Ellison, William Frederick Archdall, Rev.(1864 April 28 – 1936 December 31) Studied classics at Trinity College Dublin in 1883. Took Holy Orders in 1890 and moved to Monkwearmouth, Sunderland. Returned to Ireland in 1899 and by 1908 was in Wexford where he set up his first observatory. Became a proficient lens and mirror maker and wrote on these subjects in ATM, JBAA & the English Mechanic. Wrote a book entitled “The Amateur’s Telescope” on the subject in 1920. Was appointed to the directorship of the Armagh Observatory on 1918 September 2 and when he found the observatory in a very run down state set about restoring it. In early 1919 he deeded one of his own telescopes to the observatory, an 18 inch reflector.

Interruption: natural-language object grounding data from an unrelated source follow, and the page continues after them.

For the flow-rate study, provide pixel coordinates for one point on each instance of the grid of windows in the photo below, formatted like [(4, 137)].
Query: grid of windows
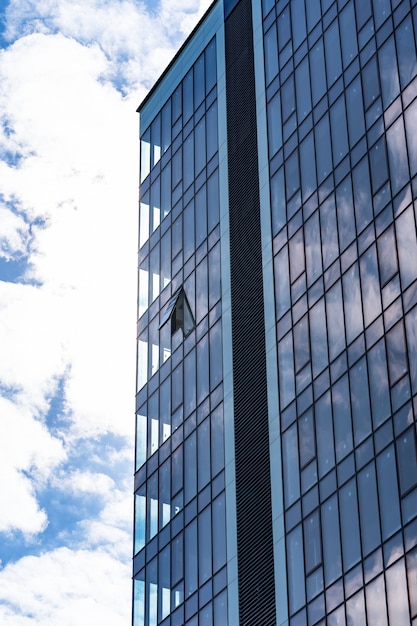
[(341, 88), (180, 519)]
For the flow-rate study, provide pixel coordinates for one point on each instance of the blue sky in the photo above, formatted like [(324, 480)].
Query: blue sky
[(72, 73)]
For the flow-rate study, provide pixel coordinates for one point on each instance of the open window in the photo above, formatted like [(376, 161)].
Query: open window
[(178, 312)]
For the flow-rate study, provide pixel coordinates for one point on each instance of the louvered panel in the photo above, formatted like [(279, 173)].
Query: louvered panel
[(253, 496)]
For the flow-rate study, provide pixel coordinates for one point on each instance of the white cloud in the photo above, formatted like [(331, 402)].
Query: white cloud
[(29, 455), (14, 233), (65, 587), (71, 78)]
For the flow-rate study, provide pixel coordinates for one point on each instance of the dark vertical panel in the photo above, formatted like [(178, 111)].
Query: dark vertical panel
[(254, 517)]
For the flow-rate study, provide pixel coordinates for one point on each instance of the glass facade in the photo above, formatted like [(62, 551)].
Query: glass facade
[(180, 522), (336, 110), (341, 93)]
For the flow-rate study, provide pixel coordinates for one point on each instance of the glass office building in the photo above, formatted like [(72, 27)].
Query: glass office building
[(276, 463)]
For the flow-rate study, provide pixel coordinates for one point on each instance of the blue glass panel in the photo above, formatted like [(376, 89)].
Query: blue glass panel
[(191, 553), (323, 149), (308, 166), (324, 430), (190, 462), (362, 195), (370, 286), (295, 562), (274, 125), (382, 10), (407, 246), (406, 50), (282, 284), (352, 303), (188, 160), (271, 54), (317, 69), (286, 370), (298, 22), (345, 213), (388, 493), (411, 124), (348, 34), (313, 248), (339, 130), (398, 610), (312, 541), (342, 418), (333, 53), (211, 69), (204, 545), (331, 540), (351, 546), (318, 337), (291, 466), (302, 80), (361, 411)]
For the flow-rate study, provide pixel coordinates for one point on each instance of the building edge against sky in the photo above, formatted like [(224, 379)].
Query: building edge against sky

Hardcastle, Joseph A. (1868-1917), William Herschel’s great grandson, was born in Harrow. For a time the Duke of Marlborough’s 10-feet Herschel reflector (now in the Whipple Museum) was loaned to Hardcastle. Of independent means, a lecturer in astronomy for Cambridge and Oxford extension, he worked as a volunteer for periods with Professor Turner at the Oxford Observatory. In 1903 he moved to Crowthorne, Berks, at the invitation of S.A. Saunder, to help him with his lunar map. There Hardcastle made more than 20,000 micrometer measurements with an instrument loaned by Turner, a contribution to a lunar map of enduring value. The map is generally credited to Saunder, but Hardcastle deserves equal credit (see Bennett 1990, 172-3; ‘Obituary Notices…’, MNRAS, 78 (1918), 246-8); Middlesex).

Marsh, Narcissus (1638-1713), born Hannington, nr. Highworth, archbishop of Armagh who had an interest in comets and scientific instruments (see ODNB).


Armagh Observatory – Founded 1789

Directors:   James Hamilton (1790-1815); William Davenport (1815-1823); Thomas Romney Robinson (1823-1882); John Louis Emil Dreyer (1882-1916); Joseph Hardcastle (1917); William Ellison (1918-1936); Eric Lindsay (1937-1974); Mart de Groot 1976-1994; Mark Bailey (1995- ).

Specialises in stellar astrophysics, the Sun and solar system astronomy and is located near the centre of the city of Armagh, Northern Ireland (see Howse 1986).

Armagh Planetarium

The planetarium was established by Eric Lindsay, seventh Director of the nearby Armagh Observatory in 1965 at a cost of £120 000. Patrick Moore oversaw construction and was first planetarium director. The original projector was a ‘Goto Mars’ and retired in 1977 to be re-used at the South Downs Planetarium in Chichester, Sussex. Armagh Planetarium went on to pioneer the use of video projectors. There was a major refurbishment in 2006.